“The effective management of people is even more important for organisational survival and success.” Mullins, 2007
Today the HR function plays a much wider role in business performance. It is no longer just about managing people: commercial awareness and the ability to make strategic business decisions is now an important requirement of the HR professional.
No organisation operates in isolation. There are both internal and external factors impacting on the business and in particular on the Human Resources (HR) function. Depending on the size and legal entity of an organisation the impacts could vary.
Four main factors impact on business and HR:
Organisational structure and strategy
The structure, leadership and strategy of the organisation is often impacted by the culture of the organisation, and vice versa. By studying an organisation’s culture, HR practitioners can understand why people behave as they do and attempts can then be made towards creating a more positive culture and in turn greater business performance.
Strategic objectives involving new product development, restructuring and relocation also impact across the business, with HR ensuring the correct processes are followed and that the right people with the right skills are in the right roles.
External environmental factors
“Increased business competitiveness and the dynamic external environment have placed importance emphasis on corporate strategy and the competencies of managers.” (Mullins 2007: p.530)
The external environmental factors may be beyond the control of the business but they need to be considered when strategic planning. The factors can impact in various ways.
Political/legal factors including: globalisation, the skills agenda and the Apprenticeship Levy all lead to changes in processes and skills requirements. For example, the Apprenticeship Levy has changed the way some organisations approach training and development as well as costing some businesses in financial terms.

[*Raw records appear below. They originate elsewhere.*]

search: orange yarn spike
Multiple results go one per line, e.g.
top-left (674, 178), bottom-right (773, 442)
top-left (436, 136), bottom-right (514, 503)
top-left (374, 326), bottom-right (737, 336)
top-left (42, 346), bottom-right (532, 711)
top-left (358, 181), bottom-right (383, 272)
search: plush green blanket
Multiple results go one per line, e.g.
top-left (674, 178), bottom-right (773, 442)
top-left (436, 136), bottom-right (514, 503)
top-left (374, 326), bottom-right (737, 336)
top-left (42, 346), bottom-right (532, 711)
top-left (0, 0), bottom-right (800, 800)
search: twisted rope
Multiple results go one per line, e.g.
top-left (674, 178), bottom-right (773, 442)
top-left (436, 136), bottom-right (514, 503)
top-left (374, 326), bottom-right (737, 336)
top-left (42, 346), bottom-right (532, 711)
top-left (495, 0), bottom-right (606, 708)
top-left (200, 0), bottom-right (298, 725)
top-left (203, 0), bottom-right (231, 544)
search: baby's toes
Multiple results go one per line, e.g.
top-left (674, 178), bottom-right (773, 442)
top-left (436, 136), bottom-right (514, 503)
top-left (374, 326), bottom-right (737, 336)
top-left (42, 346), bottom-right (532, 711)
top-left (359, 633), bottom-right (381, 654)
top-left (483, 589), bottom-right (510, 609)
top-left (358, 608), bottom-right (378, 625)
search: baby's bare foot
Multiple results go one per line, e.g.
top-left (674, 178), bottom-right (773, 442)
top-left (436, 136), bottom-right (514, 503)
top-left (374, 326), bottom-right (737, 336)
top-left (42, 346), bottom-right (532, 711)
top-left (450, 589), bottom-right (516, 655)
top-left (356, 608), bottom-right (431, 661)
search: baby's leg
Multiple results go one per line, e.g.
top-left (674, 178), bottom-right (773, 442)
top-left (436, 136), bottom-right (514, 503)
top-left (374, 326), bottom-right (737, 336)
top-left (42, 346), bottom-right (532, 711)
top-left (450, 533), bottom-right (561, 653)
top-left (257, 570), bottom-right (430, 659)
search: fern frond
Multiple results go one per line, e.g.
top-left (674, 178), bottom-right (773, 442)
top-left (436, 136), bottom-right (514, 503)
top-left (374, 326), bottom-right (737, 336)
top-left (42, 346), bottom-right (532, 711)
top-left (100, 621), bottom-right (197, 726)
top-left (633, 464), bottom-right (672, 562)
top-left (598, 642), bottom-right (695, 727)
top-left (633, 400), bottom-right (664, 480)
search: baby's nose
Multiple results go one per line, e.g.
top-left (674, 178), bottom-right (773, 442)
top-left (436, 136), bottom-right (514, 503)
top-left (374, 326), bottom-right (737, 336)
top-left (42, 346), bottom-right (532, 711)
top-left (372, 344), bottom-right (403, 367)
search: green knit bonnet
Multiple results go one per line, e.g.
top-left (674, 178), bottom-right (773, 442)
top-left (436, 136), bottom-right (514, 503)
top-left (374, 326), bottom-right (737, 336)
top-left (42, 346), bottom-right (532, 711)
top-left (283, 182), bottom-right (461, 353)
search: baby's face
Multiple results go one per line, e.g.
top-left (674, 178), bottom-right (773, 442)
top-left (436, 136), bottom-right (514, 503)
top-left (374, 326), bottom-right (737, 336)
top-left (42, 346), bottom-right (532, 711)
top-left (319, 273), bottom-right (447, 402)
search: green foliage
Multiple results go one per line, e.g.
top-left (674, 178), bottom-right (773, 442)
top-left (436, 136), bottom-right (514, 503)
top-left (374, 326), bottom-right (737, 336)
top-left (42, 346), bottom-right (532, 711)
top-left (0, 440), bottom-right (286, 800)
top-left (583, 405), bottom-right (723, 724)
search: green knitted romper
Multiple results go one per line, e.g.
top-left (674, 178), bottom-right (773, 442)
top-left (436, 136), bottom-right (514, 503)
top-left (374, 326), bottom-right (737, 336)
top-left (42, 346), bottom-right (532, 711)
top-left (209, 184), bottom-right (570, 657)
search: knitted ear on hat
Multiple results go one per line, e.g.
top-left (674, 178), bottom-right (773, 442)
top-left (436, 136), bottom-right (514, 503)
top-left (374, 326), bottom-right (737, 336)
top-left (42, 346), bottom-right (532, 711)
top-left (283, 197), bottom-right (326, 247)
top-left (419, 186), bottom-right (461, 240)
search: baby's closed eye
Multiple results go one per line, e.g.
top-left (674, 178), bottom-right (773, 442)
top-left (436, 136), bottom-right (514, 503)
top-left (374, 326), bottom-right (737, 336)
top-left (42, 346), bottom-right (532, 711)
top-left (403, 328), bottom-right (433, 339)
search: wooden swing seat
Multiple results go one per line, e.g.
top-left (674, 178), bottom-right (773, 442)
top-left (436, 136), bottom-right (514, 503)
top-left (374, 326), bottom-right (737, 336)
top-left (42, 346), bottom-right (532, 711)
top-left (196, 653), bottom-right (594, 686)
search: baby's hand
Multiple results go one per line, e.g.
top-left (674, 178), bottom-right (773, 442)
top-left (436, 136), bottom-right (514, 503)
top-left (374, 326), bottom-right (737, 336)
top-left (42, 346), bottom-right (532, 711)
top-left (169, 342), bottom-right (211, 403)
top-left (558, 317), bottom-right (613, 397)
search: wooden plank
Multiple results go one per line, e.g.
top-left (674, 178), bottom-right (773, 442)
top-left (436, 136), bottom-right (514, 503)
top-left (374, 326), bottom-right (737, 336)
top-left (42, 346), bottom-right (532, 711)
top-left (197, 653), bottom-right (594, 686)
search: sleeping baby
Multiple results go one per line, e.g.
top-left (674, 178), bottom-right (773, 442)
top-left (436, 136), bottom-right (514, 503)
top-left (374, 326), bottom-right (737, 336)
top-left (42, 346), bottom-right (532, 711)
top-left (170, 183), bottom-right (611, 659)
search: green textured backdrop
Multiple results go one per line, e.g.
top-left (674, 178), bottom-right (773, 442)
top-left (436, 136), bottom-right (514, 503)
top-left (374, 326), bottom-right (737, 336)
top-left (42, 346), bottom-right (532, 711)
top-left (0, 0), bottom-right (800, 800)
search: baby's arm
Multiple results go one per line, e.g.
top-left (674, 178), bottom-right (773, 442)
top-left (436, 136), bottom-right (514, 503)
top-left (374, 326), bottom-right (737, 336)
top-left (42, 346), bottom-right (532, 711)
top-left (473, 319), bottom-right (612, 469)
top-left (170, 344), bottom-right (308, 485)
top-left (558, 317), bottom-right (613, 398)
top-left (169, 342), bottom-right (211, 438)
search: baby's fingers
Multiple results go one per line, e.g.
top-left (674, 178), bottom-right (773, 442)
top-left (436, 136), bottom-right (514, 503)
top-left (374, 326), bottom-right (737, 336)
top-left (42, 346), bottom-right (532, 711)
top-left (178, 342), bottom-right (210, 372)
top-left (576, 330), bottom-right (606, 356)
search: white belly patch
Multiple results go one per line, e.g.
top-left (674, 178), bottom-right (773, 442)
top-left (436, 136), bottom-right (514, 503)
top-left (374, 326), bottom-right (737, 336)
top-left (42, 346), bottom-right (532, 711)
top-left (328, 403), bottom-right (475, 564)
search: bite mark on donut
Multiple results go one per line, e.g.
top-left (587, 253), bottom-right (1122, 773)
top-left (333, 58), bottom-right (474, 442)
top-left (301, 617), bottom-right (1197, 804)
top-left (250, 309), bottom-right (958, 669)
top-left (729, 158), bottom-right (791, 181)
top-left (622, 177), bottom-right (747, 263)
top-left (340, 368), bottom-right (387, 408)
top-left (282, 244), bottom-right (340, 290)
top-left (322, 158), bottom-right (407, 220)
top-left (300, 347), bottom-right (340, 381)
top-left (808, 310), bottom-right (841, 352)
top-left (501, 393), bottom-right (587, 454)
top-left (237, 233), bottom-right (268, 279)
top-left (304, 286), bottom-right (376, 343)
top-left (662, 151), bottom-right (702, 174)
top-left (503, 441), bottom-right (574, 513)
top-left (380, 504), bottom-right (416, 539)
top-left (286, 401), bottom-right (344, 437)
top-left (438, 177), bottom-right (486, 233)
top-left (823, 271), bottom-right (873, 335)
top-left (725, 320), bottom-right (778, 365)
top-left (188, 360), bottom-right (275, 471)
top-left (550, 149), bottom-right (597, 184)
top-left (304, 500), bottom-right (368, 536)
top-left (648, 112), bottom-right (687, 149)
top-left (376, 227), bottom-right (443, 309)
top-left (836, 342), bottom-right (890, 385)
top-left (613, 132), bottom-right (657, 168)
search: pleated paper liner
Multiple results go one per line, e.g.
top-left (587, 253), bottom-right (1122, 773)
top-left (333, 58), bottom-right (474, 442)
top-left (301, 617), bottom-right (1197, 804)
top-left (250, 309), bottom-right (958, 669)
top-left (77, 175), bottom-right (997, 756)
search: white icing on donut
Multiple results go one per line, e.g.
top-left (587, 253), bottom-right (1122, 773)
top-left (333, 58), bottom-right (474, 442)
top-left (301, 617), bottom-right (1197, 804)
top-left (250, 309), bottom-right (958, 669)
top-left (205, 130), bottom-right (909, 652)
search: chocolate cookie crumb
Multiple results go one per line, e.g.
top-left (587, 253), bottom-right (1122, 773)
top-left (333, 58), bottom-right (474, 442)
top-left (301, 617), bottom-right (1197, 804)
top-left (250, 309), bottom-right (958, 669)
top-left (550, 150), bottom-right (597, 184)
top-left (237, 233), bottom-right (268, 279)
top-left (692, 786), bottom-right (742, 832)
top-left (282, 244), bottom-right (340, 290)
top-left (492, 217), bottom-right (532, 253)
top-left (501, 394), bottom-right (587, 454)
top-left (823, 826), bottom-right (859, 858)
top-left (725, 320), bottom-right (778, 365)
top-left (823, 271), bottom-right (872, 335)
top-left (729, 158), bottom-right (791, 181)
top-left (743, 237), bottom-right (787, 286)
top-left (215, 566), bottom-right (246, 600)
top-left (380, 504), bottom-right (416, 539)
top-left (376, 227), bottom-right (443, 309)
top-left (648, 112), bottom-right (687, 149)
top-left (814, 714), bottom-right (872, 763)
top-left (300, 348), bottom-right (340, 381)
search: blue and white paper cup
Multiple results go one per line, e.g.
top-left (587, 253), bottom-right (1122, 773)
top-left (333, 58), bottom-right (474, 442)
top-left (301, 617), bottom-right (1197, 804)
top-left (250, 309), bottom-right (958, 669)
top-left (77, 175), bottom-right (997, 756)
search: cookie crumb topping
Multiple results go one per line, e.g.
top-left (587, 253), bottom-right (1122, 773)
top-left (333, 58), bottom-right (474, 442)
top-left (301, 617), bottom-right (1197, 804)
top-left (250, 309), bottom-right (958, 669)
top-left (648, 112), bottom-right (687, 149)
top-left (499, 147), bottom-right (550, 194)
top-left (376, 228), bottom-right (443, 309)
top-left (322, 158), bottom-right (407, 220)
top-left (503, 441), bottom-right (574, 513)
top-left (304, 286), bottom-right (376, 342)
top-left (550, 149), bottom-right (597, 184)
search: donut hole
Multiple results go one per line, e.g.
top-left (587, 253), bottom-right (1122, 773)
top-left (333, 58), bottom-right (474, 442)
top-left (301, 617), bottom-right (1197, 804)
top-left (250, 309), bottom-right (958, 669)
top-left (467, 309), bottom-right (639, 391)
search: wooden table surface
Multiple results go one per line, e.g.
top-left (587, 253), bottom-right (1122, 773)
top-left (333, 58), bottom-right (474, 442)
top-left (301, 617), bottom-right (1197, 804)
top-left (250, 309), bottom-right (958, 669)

Legal changes impact on the way people are treated and how processes are carried out i.e. the Working Time Directive, family friendly laws, regulatory roles.
Economic: employment rates are impacting on availability of people and pay and reward levels, taxation and interest rates effecting consumer spending and in turn demand for goods as well as business costs and government grants impacting on availability of funds.
Socio-cultural: the increase in demand for flexible working, demographics and the changing population, the media influencing career choices all need to be considered by the HR function.
Technological: Artificial intelligence, digitalisation, augmented reality are changing the way we recruit and in some cases job roles. Technology is also making easier to review companies thereby impacting on the talent you can attract.
Porter’s Five Forces: Barriers to entry, threat of substitutes, competitive rivalry, power of suppliers and customers determine the attractiveness of an industry. The state of the industry and the power of the players impacts on the performance of the organisation. Depending on the industry different skills are required. For example in some industries the nature of the customer power requires more face to face contact thus requiring specialist sales people working remotely.
Cost leadership, operational excellence and customer intimacy are all opportunities to gain competitive advantage. The business functions including HR are pivotal in the achievement of competitive advantage: ensuring cost efficiencies, trained staff and excellent customer service. The HR function contributes to competitive advantage by recruiting the right talent.
Don’t underestimate the importance of a skilled and commercially aware HR team. They can be crucial to the success of your organisation. Recruit the right people, retain talent, develop people for today and the future.